Our analysis contributes to an important literature on the impacts of the sudden and severe lockdown that the Indian government imposed, once the COVID-19 pandemic became an obvious threat to public health. Many studies have documented the negative impacts on the population at large, and on particular categories of the population, particularly women and the poor. Our results add to this evidence, and quantify the time pattern of impacts over the period immediately following the lockdown. We also identify differences in rural versus urban households, households with laborers, female-headed households, and poorer households. We perform the analysis using a relatively robust dataset, with a longer period of benchmarking with pre-pandemic data.
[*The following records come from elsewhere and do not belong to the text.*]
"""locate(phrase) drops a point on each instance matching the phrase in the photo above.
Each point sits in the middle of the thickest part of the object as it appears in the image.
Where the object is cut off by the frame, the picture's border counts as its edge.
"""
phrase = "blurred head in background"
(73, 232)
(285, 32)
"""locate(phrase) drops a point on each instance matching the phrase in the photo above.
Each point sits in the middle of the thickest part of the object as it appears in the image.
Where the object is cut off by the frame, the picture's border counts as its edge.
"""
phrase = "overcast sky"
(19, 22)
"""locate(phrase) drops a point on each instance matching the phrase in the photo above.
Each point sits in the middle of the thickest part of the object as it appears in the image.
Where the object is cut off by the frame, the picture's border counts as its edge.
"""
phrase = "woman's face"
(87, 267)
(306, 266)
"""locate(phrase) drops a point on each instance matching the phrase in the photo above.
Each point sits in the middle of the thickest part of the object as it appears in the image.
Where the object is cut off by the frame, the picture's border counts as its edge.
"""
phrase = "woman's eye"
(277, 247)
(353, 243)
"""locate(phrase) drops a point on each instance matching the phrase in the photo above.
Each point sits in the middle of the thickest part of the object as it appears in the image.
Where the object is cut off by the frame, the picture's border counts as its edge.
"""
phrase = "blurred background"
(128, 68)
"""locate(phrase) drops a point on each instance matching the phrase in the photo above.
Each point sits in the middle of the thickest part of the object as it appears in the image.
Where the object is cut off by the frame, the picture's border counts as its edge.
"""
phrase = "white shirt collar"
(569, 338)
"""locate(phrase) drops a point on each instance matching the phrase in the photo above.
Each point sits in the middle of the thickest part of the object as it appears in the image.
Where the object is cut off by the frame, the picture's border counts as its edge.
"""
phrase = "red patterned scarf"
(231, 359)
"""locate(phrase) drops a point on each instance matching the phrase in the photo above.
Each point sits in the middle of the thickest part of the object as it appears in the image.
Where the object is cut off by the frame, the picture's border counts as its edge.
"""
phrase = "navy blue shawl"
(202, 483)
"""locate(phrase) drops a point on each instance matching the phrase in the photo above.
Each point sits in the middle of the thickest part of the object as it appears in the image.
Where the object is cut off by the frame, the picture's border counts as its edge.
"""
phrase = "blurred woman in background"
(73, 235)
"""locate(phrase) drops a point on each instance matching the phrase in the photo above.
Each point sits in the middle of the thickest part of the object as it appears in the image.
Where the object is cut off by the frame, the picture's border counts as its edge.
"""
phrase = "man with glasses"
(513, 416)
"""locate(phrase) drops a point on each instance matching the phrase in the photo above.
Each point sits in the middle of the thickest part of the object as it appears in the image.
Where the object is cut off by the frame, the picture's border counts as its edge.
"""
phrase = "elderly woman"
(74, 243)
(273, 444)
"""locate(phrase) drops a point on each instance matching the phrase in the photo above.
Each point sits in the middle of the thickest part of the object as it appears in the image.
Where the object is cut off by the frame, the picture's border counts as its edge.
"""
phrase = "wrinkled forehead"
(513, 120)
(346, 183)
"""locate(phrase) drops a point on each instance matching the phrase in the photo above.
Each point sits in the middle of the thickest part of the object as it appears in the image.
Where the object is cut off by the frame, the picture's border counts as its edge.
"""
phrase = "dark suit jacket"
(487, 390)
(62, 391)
We innovate on the existing literature by using Poisson Pseudo Maximum Likelihood estimation to deal with large numbers of zero observations and other distributional issues, as well as using quantile regressions to examine differential impacts on income at different parts of the income distribution.

While we concentrate on the state of Punjab, this data is available for other Indian states, and has been used for national level analyses as well. However, the major states of India are equivalent to medium to large countries in population size, and are amenable to individual analysis. Arguably, there is enough heterogeneity across India’s states to warrant separate analyses. Our results for Haryana, which shares many aspects of economic structure with Punjab, but also differs in per capita income, thanks to its proximity to the NCR and the presence of a sizeable information technology sector in Gurugram, suggest that pairwise comparisons can be useful. But even single-state analyses are of value. In particular, while India’s lockdown was a national policy, implementation relied heavily on state governments, and state-by-state analysis is potentially more useful for policymakers on the ground, in the case of managing pandemic-induced disruptions in economic activity, especially if they recur at different times in different states or regions.